Representative Marcos seeks to protect the public from road rage, after his younger brother reportedly figured in an incident along the North Luzon Expressway, recently.

The Marcos-authored House Bill 8190 or the proposed Anti-Road Rage Act, aims to draw a firm legal line between ordinary traffic violations and deliberate acts that put lives at risk.

“We cannot allow road rages to continue on our roads. One reckless decision can turn into a lifelong tragedy for an innocent family,” said Marcos, who represents the 1st district of Ilocos Norte.

The bill defines road rage as any intentional and aggressive act committed by a driver or occupant arising from a traffic-related incident, carried out to intimidate, threaten, harass, retaliate against, or cause harm to another road user, and creating a clear and present danger to life, limb or property.

The definition includes acts such as driving in a manner that endangers another road user, using a vehicle as a means of intimidation or pursuit, and threatening or assaulting another person in connection with a traffic encounter.

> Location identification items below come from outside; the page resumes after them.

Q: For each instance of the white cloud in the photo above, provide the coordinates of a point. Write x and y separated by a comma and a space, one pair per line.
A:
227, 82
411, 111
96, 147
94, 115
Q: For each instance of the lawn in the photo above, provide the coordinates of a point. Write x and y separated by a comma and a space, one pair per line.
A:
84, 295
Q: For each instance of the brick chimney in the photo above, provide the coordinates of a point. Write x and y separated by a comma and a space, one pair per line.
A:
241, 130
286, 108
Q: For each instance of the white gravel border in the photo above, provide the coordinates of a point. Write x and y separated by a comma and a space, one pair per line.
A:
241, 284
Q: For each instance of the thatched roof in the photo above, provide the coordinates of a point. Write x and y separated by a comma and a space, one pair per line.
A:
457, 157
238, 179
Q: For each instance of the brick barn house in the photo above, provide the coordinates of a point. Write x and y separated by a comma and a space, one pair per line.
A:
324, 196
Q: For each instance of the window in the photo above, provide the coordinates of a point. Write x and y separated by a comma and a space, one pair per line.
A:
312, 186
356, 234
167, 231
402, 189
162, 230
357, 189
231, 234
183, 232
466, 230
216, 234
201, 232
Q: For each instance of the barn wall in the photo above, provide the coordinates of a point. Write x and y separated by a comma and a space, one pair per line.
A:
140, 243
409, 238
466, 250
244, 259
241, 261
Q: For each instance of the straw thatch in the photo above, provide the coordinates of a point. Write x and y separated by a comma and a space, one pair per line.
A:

Marcos is reported to have said that the definition matters because it gives enforcers and prosecutors a clearer tool to address patterns that often escalate, including cases involving pursuit, obstruction and threats of violence.

Temper, temper

The Department of Transportation (DoTr), under a proposed Administrative Order of the Land Transportation Office (LTO) on road rage, defines it as any aggressive, hostile, threatening, intimidating or violent act by a licensed driver directed toward another motorist, pedestrian, passenger, enforcement officer, or person, either while driving a motor vehicle or in direct relation to a motor vehicle-related incident.

The DoTr reports that as of early this year, road rage is being treated as a public safety crisis.

This is because of the reported “confrontational driving” cases over the last two years. DoTr says that Philippine National Police noted a 35 percent rise in road-related incidents in 2024, and that trend has carried into 2025 and 2026.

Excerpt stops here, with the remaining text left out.